Die Näfelser Volleyballer sind wieder an der Spitze - Achter Titelgewinn der Glarner in zehn Jahren
«Ich fühle mich sehr gut. Ich kann befreit aufspielen», meinte Andy Sutter während der Finalspiele um den Volleyball-Meistertitel: «Vorher wusste ich immer: Wenn ich einen oder zwei Fehler begehe, bin ich wieder draussen.» In dieser Saison jedoch ist der 21-Jährige im Team von Seat Volley Näfels zur Stammkraft geworden. Und er trug als explosiver Aussenangreifer wesentlich dazu bei, dass die Glarner im Februar den Cup- Final gewannen und nun nach einem Jahr Unterbruch wieder Schweizer Meister geworden sind - notabene zum achten Mal in zehn Jahren. Näfels verlor nur eine der Finalpartien gegen Amriswil und entschied die Serie mit 4:1 für sich.

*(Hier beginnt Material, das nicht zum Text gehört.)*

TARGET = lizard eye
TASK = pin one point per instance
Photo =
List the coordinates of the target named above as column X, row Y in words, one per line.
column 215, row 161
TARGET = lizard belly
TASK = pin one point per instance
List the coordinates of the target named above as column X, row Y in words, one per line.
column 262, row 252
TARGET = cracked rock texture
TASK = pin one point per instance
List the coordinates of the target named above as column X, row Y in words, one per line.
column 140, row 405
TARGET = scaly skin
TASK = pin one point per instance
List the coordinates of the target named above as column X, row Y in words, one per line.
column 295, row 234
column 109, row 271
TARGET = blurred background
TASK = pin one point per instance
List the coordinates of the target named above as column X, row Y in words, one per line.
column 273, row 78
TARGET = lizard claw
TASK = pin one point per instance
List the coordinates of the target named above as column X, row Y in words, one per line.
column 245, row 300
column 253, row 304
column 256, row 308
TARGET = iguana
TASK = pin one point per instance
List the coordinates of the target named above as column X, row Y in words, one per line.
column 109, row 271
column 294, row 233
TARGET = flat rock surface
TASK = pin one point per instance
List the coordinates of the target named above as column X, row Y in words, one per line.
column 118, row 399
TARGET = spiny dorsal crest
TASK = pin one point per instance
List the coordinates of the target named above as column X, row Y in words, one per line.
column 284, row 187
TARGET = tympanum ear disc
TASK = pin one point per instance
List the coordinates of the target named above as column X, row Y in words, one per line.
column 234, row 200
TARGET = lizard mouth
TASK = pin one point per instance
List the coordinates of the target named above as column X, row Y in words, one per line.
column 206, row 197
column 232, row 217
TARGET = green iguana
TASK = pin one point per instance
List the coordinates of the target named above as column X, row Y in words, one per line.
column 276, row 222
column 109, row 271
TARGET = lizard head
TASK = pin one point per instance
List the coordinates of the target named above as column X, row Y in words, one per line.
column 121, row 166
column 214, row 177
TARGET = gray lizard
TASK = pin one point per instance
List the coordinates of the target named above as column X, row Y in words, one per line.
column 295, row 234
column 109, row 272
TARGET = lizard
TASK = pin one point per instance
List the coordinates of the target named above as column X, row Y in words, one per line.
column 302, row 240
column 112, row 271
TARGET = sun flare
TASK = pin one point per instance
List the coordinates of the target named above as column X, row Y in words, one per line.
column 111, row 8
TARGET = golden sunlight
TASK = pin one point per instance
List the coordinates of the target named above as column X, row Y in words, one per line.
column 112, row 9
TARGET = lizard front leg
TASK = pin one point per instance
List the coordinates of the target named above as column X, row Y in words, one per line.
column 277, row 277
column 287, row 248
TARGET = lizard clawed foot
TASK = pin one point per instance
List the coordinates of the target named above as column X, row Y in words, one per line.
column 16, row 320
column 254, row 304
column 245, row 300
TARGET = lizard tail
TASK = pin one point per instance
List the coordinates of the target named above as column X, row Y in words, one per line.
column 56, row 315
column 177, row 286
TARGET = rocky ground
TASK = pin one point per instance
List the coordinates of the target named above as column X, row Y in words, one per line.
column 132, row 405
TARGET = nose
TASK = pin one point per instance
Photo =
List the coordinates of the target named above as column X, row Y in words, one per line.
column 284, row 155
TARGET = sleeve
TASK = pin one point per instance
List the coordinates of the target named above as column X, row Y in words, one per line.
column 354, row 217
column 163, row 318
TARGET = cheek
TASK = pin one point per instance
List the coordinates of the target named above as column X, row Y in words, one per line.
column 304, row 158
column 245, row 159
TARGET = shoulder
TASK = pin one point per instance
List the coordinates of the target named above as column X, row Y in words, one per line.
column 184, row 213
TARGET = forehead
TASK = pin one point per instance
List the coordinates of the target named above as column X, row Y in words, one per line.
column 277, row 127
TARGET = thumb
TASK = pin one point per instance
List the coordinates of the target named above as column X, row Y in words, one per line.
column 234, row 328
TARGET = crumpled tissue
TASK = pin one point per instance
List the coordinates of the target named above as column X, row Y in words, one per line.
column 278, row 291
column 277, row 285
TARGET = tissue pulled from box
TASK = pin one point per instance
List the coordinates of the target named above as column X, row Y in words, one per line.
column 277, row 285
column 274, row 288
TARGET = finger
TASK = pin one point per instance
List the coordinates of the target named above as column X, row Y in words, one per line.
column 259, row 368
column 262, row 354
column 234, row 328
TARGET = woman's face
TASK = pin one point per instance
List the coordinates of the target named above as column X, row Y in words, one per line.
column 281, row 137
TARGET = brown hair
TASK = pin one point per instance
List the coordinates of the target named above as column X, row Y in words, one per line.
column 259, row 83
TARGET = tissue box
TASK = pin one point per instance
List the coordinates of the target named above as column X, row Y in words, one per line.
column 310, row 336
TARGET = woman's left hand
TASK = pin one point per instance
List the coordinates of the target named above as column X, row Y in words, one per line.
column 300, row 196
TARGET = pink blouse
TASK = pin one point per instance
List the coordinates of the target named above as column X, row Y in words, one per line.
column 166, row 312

Am Mittwoch beendete Näfels die Meisterschaft mit einem ungefährdeten 3:0-Erfolg in nur 65 Minuten. «Wir haben dieses Jahr im Training sehr gut gearbeitet», sagt Ruedi Gygli, der Manager des neuen Schweizer Meisters: «Darin liegt der Schlüssel zum Erfolg.» Im Kader standen vier ausländische Profis und drei Schweizer Spieler, die sich ganz auf den Volleyballsport konzentrieren, so dass zweimal täglich auf hohem Niveau trainiert werden konnte. So hatten die Angreifer auch im letzten Spiel der Saison genug Durchschlagskraft, während dem Gegner eine vergleichbare Effizienz fehlte.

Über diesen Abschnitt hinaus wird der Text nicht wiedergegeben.